DFS Deutsche Flugsicherung
- Company type: GmbH
- Industry: Air traffic control
- Founded: January 1, 1993
- Headquarters: Langen, Hesse, Germany
- Number of locations: 4 Control Centers (2016) Operates 16 Airport Towers in Germany (2016)
- Area served: Nationwide
- Revenue: € 1,376 Million (2021)
- Owner: Federal Republic of Germany
- Number of employees: 6000+ (1,897 Air Traffic Controllers) (2009)
- Website: www.dfs.de (English)

= Deutsche Flugsicherung =

Air traffic control body in Germany

Deutsche Flugsicherung (/de/, lit. 'German air traffic control', abbr. DFS) is the company in charge of air traffic control for Germany. It is a company organized under private law and 100% owned by the Federal Republic of Germany. Since January 1993, DFS has been controlling air traffic in Germany. In Germany, military and civil air traffic controllers work side by side. Since 1994, DFS has been responsible for the handling of both civil and military air traffic in peacetime. Only military aerodromes are exempted from this integration.

== History ==
DFS was formed by the Bundesanstalt für Flugsicherung (BFS). The BFS was established in 1953 and closed in January 1993. Previously, DFS was founded as a private GmbH.

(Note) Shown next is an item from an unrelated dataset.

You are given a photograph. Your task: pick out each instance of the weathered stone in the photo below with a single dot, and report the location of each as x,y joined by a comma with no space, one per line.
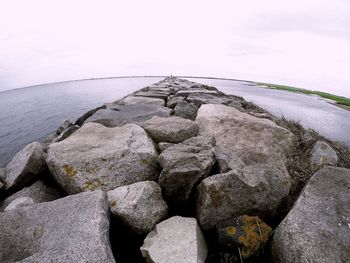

== Running costs and fees ==
DFS's running costs are covered by applicable route charges ("Flugsicherungsgebühren", collected by Eurocontrol for its 37 participating member states) and by approach and departure fees (determination by the BMVI by ordinance and collected directly by DFS)

According to the Gesellschaftsvertrag, DFS is a not-for-profit company. Any surpluses generated must also be repaid in accordance with the internationally accepted principles for the collection of air navigation charges to airspace users.

== Area control centers ==
DFS operates four area control centers located in:
- Bremen
- Langen, Hesse (HQ)
- Karlsruhe
- Munich

== Towers ==
DFS operates the air navigation services on behalf and at its own expense, as defined by the BMVI at the following airports:
- Berlin-Brandenburg – EDDB
- Bremen – EDDW
- Dresden – EDDC
- Düsseldorf – EDDL
- Erfurt – EDDE
- Frankfurt – EDDF
- Hamburg – EDDH
- Hanover – EDDV
- Cologne / Bonn – EDDK
- Leipzig / Halle – EDDP
- Munich – EDDM
- Munster / Osnabrück – EDDG
- Nuremberg – EDDN
- Saarbrücken – EDDR
- Stuttgart – EDDS

== Subsidiaries ==
The subsidiary DFS Aviation Services GmbH provides air navigations services at the following regional airports of Germany:
- Dortmund
- Niederrhein-Weeze
- Karlsruhe/Baden-Baden
- Memmingen
- Mönchengladbach
- Paderborn-Lippstadt
- Lahr
- Friedrichshafen
- Magdeburg-Cochstedt
- Braunschweig-Wolfsburg,
- Emden via Remote Tower Center at Braunschweig-Wolfsburg airport

DFS Aviation Services GmbH has the following own subsidiaries:

- DFS Aviation Services Bahrain: Air Traffic Services in Bahrain
- FREQUENTIS DFS AEROSENSE: Joint Venture with FREQUENTIS for the marketing of Remote Tower Systems
- Air Navigation Solutions: Air Traffic Services at Edinburgh Airport
- DFS Aviation Services Lima: Apron control at Lima airport
- DFS Aviation Services Singapore: Consulting services in South East Asia
- DFS Aviation Services Beijing: Consulting services in China

== Trivia ==
The DFS develops and uses Linux based Software for their purpose.